Whilst it wasn't one of the most romantic ways to propose, it's certainly.
Made for a great story.
Have a listen.
Now you guys got married last year?
Yeah, and September finally, congratulations, great stuff.
It was a lot of fun.
Was there a proposal? Take us through that and who proposed.
Multiple It's a bone of contention within our relationship. Really, I mean, I've made it that way it Do you mean to tell my version.
Of the story and then you can Reese's version of this story is stand up so.

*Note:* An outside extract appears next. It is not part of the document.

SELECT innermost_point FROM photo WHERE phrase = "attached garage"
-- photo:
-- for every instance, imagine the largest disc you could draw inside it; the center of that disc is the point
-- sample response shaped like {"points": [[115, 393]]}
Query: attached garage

You'll get Yeah, I love it.
I'm buying a ticket.
Here we go.
Well, I mean, I actually don't remember how the stand up used to go, But essentially what happened was we went to a friend's wedding after we'd been together for quite a while, but not like maybe five years, maybe maybe five or six. Marriage wasn't legal at the time for us, Yeah, gay marriage wasn't wasn't legal in it right, But we had gone to a friend's wedding and it was a pretty like incredible one, one of those ones that you're like, oh, this is what all weddings should
be like. And then we found out how much it cost. It was like, oh god, no wedding should be like this. And Karen was doing breakfast radio at the time and had to be home quite early, so the idea was we'll go to the reception for a little while. And then I just accidentally got like blind on wedding champagnes, just in that kind of you can't count kind of ways where they just keep filling it up and people are doing speech, Yeah, keep filling it up and filling
it up. And Karen was not drunk at all, and I was just like making I wasn't a nuisance, but I was just getting getting champagne. Yeah, okay, But I do remember being and this is not a feeling that I usually have, but like I was quite overwhelmed by like the loveliness of it. Like I'm a pretty cynical person most of the time, but I was say, like, this is so beautiful and like this is how and some of our best friends are doing speeches and blah blah blah, and I kind of already planned in my head.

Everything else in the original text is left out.